On an EEG, LGS produces a characteristic slow spike-and-wave pattern at 2.5 Hz or less, most prominent over the frontal region of the brain. During sleep, the EEG also shows bursts of fast rhythmic activity between 10 and 30 Hz. Both of these EEG features are required for a formal diagnosis.
Why Genetic Testing Matters
Even though no single gene causes most cases of LGS, genetic testing has become an increasingly important part of evaluation. Exome sequencing, which reads the protein-coding portions of a child’s DNA, can sometimes identify a specific mutation that changes how the condition is managed.
The reason is precision. Different genetic causes respond to different treatments, and some mutations make certain medications harmful rather than helpful. For instance, children with SCN1A loss-of-function variants (the same gene involved in Dravet syndrome) can worsen on sodium channel-blocking seizure medications, which are standard treatments for other forms of epilepsy.
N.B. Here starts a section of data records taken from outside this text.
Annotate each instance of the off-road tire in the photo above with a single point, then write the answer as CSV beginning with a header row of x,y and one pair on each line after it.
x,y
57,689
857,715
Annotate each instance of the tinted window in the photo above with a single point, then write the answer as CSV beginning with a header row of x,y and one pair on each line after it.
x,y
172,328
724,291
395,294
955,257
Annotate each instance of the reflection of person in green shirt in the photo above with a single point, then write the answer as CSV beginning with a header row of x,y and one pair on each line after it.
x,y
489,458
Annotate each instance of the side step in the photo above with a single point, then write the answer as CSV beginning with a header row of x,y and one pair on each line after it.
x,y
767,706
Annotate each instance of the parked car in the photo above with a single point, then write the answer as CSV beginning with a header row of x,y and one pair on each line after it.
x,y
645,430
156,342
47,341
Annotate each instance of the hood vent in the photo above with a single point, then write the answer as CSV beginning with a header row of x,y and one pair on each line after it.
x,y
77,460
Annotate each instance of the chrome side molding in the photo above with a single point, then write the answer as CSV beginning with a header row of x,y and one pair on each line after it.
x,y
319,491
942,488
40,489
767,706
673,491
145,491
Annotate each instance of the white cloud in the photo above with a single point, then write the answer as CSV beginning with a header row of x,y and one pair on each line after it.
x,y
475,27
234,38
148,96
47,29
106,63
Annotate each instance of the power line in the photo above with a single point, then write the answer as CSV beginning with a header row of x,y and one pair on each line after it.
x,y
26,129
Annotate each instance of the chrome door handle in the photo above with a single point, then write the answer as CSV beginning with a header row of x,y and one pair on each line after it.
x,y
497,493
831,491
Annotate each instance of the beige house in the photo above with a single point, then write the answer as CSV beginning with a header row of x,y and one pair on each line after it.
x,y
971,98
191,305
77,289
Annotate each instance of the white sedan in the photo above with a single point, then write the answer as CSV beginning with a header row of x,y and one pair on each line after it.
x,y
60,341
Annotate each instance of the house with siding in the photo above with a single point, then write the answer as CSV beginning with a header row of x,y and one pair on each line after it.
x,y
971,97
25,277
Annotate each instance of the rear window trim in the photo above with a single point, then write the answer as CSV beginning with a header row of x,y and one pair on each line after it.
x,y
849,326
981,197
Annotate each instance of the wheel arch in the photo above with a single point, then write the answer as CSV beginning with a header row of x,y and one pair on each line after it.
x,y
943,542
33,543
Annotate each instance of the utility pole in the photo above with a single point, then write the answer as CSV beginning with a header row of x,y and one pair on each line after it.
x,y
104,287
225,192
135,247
Knowing the genetic cause helps doctors avoid that mistake. Conversely, children with SCN8A gain-of-function variants may benefit from those same sodium channel blockers.
For children whose LGS stems from tuberous sclerosis complex, medications that target the overactive growth-signaling pathway (the mTOR pathway) can act as disease-modifying therapy rather than just suppressing seizures. The ketogenic diet, a high-fat and very low-carbohydrate eating plan used to control seizures, is considered a precision treatment for children with glucose transporter type 1 deficiency, a metabolic condition that can produce an LGS pattern. In each of these scenarios, identifying the underlying genetic or metabolic cause directly shapes the treatment plan.
The Role of Family History
The 3 to 30 percent range for family history of epilepsy in LGS families is broad, and it reflects how variable this syndrome is. Having a relative with epilepsy does not mean LGS itself runs in the family. It may mean that a general susceptibility to seizures exists in the family’s genetic background, and that susceptibility interacted with other factors (brain injury, infection, a second genetic hit) to produce LGS in one individual.
For parents of a child with LGS who are considering having more children, genetic counseling can help clarify the specific situation. If a de novo mutation has been identified, the recurrence risk is generally very low. If a heritable condition like tuberous sclerosis complex is the cause, the risk depends on whether the parent also carries the TSC gene variant. And in the many cases where no genetic cause is found, counselors can discuss what the available evidence suggests about recurrence based on the family’s overall history.